A number of various samples were processed, with different RNA-Seq data selected from 185 paired-end reads dataset, to see how much data a single node can process. Typically, when the number of samples increases, the runtime of the Tuxedo pipeline increases. However, as shown in the figure below, the runtimes with two sample tests using 7713, are higher than the runtimes from four samples. The standard error from five repeated runs does not overlap with four and eight sample results. The interference of other users may cause this large variance. The current testing environment, especially a shared file system designed for large capacity, is not ideal for a Next Generation Sequencing (NGS) data analysis benchmark.
Figure 2. Runtime comparisons among various AMD EPYC 7003 Series processors: Standard error is estimated from an estimated standard deviation based on a sample (STDDEV.S function in Excel)

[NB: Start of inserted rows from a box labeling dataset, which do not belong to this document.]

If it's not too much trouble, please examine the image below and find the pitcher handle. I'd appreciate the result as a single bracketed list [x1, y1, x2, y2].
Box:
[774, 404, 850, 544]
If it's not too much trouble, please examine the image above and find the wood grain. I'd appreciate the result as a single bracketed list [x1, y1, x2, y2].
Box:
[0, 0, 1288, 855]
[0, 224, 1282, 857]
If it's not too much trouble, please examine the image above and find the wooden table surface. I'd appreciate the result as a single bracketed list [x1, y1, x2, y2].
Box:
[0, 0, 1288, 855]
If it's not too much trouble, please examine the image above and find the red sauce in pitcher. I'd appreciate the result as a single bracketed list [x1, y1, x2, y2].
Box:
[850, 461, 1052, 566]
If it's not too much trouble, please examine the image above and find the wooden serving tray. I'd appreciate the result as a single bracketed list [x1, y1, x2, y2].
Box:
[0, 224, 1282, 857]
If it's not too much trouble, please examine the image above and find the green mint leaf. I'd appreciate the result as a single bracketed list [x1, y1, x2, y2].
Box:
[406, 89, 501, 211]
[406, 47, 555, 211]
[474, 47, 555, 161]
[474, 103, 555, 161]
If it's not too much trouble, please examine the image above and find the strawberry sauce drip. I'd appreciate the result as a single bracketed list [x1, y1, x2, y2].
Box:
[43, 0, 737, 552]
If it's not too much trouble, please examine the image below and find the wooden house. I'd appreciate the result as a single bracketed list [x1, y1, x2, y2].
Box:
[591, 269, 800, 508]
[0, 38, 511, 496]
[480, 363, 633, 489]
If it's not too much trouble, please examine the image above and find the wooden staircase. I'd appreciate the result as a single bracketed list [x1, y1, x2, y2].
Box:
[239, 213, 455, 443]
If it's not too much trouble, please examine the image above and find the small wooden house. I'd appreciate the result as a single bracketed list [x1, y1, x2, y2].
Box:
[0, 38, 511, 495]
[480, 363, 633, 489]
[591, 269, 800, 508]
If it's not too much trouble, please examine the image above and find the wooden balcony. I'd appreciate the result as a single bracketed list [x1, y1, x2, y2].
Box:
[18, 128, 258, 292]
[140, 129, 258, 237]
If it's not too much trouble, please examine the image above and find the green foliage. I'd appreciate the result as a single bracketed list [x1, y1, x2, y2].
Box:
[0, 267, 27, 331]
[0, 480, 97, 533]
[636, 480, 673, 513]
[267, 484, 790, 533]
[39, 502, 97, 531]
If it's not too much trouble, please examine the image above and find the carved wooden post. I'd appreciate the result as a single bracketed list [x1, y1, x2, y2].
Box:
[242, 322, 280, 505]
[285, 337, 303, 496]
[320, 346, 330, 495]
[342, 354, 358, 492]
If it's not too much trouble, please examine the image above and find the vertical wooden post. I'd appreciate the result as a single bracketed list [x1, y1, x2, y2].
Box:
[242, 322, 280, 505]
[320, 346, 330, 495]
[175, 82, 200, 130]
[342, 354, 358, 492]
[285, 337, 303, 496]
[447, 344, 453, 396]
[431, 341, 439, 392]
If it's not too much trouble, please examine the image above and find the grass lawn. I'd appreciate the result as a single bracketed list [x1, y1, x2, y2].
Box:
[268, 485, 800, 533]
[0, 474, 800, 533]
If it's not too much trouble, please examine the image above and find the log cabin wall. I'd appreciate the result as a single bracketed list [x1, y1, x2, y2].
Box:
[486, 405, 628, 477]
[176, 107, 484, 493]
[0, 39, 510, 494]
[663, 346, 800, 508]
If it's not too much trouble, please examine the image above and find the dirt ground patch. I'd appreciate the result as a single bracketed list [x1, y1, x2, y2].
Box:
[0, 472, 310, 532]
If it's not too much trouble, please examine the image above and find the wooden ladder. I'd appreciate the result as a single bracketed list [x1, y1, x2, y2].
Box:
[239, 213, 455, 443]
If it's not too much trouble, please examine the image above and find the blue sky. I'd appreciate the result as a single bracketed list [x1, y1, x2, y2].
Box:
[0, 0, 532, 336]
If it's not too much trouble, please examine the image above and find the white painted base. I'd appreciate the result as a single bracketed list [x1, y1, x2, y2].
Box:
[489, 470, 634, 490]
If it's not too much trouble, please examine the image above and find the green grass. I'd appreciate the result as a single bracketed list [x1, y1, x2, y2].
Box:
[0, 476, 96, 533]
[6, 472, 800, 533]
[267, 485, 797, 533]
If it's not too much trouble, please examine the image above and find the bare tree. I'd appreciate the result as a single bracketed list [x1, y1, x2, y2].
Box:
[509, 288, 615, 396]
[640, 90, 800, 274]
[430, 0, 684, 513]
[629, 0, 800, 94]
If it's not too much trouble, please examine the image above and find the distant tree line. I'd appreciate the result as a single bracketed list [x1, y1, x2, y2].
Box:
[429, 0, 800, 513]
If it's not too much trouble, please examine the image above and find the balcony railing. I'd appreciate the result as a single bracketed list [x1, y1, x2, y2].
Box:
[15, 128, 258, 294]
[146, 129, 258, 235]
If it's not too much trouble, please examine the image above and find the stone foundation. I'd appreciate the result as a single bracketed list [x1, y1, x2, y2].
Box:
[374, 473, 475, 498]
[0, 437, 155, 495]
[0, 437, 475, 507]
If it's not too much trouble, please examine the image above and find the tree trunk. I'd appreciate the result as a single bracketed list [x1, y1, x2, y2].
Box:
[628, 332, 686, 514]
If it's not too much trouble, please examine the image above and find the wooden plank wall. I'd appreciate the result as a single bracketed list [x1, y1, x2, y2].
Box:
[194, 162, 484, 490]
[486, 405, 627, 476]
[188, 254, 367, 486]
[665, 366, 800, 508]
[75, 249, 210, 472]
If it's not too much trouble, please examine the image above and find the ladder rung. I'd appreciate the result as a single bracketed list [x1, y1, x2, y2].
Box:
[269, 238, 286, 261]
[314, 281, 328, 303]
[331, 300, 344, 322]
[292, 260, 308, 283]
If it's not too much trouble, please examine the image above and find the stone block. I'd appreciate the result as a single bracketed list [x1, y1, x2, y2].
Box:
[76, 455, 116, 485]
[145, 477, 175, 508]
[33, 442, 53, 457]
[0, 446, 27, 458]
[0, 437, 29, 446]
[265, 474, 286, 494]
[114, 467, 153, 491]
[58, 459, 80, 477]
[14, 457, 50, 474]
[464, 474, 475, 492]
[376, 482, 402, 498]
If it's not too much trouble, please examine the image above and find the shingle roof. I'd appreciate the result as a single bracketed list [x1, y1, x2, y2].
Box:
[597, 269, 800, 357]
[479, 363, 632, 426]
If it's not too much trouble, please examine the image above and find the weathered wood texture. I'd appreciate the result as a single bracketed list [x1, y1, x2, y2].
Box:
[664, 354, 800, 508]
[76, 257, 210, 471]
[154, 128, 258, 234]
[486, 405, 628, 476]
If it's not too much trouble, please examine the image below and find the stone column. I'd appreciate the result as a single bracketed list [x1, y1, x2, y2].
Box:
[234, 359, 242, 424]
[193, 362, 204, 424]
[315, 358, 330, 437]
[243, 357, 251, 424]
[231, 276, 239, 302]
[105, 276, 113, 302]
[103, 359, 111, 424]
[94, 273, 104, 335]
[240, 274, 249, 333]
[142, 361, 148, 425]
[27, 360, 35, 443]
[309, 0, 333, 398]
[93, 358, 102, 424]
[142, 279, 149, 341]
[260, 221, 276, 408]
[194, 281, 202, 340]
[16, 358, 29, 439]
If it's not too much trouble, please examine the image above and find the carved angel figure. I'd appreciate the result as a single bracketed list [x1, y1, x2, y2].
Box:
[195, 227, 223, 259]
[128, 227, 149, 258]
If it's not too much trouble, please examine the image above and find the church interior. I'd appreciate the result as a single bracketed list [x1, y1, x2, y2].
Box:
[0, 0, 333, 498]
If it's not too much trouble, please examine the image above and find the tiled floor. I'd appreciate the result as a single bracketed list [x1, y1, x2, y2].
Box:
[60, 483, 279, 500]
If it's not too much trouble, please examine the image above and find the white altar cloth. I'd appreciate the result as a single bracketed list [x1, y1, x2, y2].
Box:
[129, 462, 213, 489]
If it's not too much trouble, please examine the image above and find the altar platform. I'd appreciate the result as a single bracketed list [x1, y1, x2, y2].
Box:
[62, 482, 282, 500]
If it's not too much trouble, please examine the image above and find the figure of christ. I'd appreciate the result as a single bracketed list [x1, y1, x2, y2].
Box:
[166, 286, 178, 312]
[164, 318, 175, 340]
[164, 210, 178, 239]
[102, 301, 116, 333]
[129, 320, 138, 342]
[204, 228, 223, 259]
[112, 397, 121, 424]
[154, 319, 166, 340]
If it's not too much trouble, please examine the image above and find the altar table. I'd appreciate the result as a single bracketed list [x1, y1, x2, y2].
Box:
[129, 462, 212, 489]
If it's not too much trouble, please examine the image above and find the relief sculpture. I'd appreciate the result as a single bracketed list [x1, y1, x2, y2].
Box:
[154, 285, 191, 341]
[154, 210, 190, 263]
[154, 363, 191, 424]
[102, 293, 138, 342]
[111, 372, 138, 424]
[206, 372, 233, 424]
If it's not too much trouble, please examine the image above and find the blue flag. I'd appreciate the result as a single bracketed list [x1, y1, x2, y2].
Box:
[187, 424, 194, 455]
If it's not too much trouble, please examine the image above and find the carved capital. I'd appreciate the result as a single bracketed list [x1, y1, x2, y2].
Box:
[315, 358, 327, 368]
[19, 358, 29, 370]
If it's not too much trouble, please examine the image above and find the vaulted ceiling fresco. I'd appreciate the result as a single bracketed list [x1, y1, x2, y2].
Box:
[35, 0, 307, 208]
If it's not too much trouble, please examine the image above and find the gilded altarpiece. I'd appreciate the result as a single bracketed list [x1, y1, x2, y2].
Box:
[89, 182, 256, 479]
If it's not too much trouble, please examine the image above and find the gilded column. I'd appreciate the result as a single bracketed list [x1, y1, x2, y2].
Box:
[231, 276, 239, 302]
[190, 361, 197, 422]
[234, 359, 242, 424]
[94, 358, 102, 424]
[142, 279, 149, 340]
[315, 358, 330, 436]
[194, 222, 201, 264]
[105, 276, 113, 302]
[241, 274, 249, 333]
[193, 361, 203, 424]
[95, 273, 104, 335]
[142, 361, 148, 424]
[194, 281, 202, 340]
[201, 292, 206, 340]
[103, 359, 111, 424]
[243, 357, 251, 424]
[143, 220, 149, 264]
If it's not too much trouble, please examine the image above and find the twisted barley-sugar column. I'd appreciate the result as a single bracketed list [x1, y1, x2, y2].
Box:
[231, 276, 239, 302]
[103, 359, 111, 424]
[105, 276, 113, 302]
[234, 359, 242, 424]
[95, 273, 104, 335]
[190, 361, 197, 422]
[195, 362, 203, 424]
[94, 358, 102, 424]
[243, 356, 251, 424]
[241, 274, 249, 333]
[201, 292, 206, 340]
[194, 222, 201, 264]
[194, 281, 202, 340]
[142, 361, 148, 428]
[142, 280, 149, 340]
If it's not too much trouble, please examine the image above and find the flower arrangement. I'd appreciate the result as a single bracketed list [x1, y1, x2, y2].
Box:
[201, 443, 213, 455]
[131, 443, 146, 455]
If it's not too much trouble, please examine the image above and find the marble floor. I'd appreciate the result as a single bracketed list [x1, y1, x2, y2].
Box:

The eight sample test results show that AMD Milan processors perform better than one of the Rome processors (7702) in a higher workload.
Many tests are still required to obtain a better insight from the AMD Milan processors for the NGS data analysis area. Unfortunately, the tests could not exceed eight samples due to storage limitations. However, there seems to be plenty of room for a higher throughput that processes more than eight samples together. AMD Milan 7763 performed 20% better than AMD Rome 7702. AMD Milan 7713 performed 18% better in eight sample tests for the Tuxedo pipeline as described in Figure 2.